TRIBUNAL DE JUSTIÇA DO ESTADO DO PIAUÍ
ÓRGÃO JULGADOR : 2ª CÂMARA ESPECIALIZADA CÍVEL
APELAÇÃO CÍVEL (198) NO 0800131-15.2017.8.18.0051
ORIGEM: FRONTEIRAS / VARA ÚNICA
APELANTE: JOAQUIM NETO LACERDA
ADVOGADO: IGO NEWTON PEREIRA ALVES (OAB/PI Nº 6.790)
APELADO: CCB BRASIL S.A – CRÉDITO, FINANCIAMENTO E INVESTIMENTO
ADVOGADO: WILSON SALES BELCHIOR (OAB/PI Nº 9.016)
RELATOR: DES. JOSÉ WILSON FERREIRA DE ARAÚJO JÚNIOR
EMENTA
EMPRÉSTIMO CONSIGNADO. AÇÃO DECLARATÓRIA DE INEXISTÊNCIA DE RELAÇÃO JURÍDICA. RELAÇÃO DE CONSUMO. CONTRATO DE EMPRÉSTIMO CONSIGNADO. EXISTÊNCIA DA CONTRATAÇÃO. COMPROVAÇÃO DO CONTRATO DE EMPRÉSTIMO E DE TRANSFERÊNCIA BANCÁRIA (TED). AUSÊNCIA DE DANOS MORAIS E MATERIAIS. HONORÁRIOS DE SUCUMBÊNCIA MAJORADO. RECURSO CONHECIDO E DESPROVIDO. SENTENÇA MANTIDA. 1.cumprimento da relação contratual entre as partes e a transferência de valores por meio de TED à conta do apelante. Proporcionando um julgamento à luz da razão pelo magistrado, sem a necessidade da inversão do ônus probatório.

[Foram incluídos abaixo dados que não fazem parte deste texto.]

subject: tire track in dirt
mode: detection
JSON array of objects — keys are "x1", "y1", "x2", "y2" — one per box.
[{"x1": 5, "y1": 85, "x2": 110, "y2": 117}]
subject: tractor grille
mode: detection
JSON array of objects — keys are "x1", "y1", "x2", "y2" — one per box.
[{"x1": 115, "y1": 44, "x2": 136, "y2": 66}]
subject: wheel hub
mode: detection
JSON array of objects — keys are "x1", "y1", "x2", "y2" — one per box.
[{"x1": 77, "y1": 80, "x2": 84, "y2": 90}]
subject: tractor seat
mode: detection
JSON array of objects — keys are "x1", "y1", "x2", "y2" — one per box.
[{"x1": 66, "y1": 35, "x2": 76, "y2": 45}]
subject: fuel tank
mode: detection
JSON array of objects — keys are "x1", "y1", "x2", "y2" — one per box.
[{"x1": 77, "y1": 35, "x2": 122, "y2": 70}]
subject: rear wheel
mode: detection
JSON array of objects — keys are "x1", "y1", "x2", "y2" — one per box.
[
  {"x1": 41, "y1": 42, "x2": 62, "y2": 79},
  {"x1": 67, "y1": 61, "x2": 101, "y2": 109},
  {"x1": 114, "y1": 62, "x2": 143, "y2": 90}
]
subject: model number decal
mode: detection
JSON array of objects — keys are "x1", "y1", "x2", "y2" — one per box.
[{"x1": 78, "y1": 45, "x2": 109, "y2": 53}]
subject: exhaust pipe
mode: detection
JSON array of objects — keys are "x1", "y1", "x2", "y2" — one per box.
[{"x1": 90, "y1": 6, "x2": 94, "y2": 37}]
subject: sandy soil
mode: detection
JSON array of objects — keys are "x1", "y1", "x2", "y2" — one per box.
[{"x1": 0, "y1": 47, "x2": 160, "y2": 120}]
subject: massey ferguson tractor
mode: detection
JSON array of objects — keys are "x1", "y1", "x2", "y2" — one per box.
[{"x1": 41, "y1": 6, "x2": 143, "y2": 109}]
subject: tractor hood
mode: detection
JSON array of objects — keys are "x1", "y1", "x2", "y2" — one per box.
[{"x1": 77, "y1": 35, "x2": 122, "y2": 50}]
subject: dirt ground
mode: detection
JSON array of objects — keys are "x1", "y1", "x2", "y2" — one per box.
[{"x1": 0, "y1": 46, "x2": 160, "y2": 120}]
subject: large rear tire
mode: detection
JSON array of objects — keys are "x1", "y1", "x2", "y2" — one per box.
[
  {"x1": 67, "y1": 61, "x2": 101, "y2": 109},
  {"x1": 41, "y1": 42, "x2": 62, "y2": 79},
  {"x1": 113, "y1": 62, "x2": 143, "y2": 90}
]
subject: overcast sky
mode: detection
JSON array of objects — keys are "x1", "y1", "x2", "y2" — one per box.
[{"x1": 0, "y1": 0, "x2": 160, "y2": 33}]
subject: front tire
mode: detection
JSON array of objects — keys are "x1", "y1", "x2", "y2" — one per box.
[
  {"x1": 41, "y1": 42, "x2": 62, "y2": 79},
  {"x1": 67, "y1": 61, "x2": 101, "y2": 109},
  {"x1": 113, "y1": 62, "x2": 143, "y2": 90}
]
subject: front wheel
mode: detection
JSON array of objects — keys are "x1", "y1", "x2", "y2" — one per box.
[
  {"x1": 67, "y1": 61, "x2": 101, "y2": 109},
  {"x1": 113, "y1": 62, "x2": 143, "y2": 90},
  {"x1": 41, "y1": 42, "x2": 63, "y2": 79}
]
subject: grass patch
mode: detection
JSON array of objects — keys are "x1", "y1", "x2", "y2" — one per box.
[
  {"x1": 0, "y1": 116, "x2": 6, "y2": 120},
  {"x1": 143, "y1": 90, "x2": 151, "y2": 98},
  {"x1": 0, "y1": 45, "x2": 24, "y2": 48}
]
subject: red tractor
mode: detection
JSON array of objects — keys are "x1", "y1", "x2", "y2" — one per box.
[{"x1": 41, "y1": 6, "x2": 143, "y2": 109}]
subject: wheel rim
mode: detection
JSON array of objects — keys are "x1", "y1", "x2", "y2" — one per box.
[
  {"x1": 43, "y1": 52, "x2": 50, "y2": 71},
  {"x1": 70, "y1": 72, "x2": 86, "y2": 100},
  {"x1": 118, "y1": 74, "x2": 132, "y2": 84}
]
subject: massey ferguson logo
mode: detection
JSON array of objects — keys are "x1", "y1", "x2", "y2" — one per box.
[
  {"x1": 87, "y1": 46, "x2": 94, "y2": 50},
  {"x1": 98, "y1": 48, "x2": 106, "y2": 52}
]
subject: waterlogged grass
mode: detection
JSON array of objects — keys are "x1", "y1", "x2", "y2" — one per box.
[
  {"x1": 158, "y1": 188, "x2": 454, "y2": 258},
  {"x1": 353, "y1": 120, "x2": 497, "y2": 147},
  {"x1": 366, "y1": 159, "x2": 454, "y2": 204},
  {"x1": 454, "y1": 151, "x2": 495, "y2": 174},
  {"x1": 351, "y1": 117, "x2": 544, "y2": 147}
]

Ademais, caso fosse invertido o ônus probatório, seria obrigação do banco apelado apresentar os mesmos documentos que apresentou voluntariamente, tal circunstância não mudaria a dinâmica procedimental do ocorrido no processo. 2. os descontos na conta bancária do Apelante/Autor não caracterizam falha na prestação de serviços da instituição financeira, uma vez que de fato foram transferidos valores à conta do Apelante, tudo leva a crer, que os empréstimos foram realizados de forma regular. 3. A situação apresentada não caracteriza conduta de prática abusiva pelo Banco, vez que ocorreram empréstimos e foram lançados os devidos descontos na conta da bancária do Autor, bem como saques, tudo com o conhecimento daquele.4. a instituição financeira apelada conseguiu comprovar a relação jurídica e contratual existente entre as partes, bem como a transferência de valores, fatores primordiais para a resolução da lide. 4. Recurso conhecido e desprovido.
ACÓRDÃO
Acordam os componentes da 2ª Câmara Especializada Cível, do Tribunal de Justiça do Estado do Piauí, à unanimidade, em CONHECER do recurso de apelação e NEGAR-LHE provimento, para manter a sentença de primeiro grau em todos os seus termos. Diante da sucumbência recursal, prevista no art. 85, §2º, §3º, §11º do Código de Processo Civil, majorar os honorários em 5% (cinco por cento), manter sua exigibilidade suspensa em face da concessão dos benefícios da Justiça gratuita. O Ministério Público Superior, emitiu parecer afirmando que a demanda não consta nas hipóteses para a sua intervenção.
RELATÓRIO
Cuidam os autos de da Ação Declaratória de Nulidade Contratual c/c Repetição do Indébito e Indenização por Danos Morais proposta por JOAQUIM NETO LACERDA, já processualmente qualificado nos autos, ajuizada contra o CCB BRASIL S/A CREDITO FINANCIAMENTOS E INVESTIMENTOS,ora Apelado.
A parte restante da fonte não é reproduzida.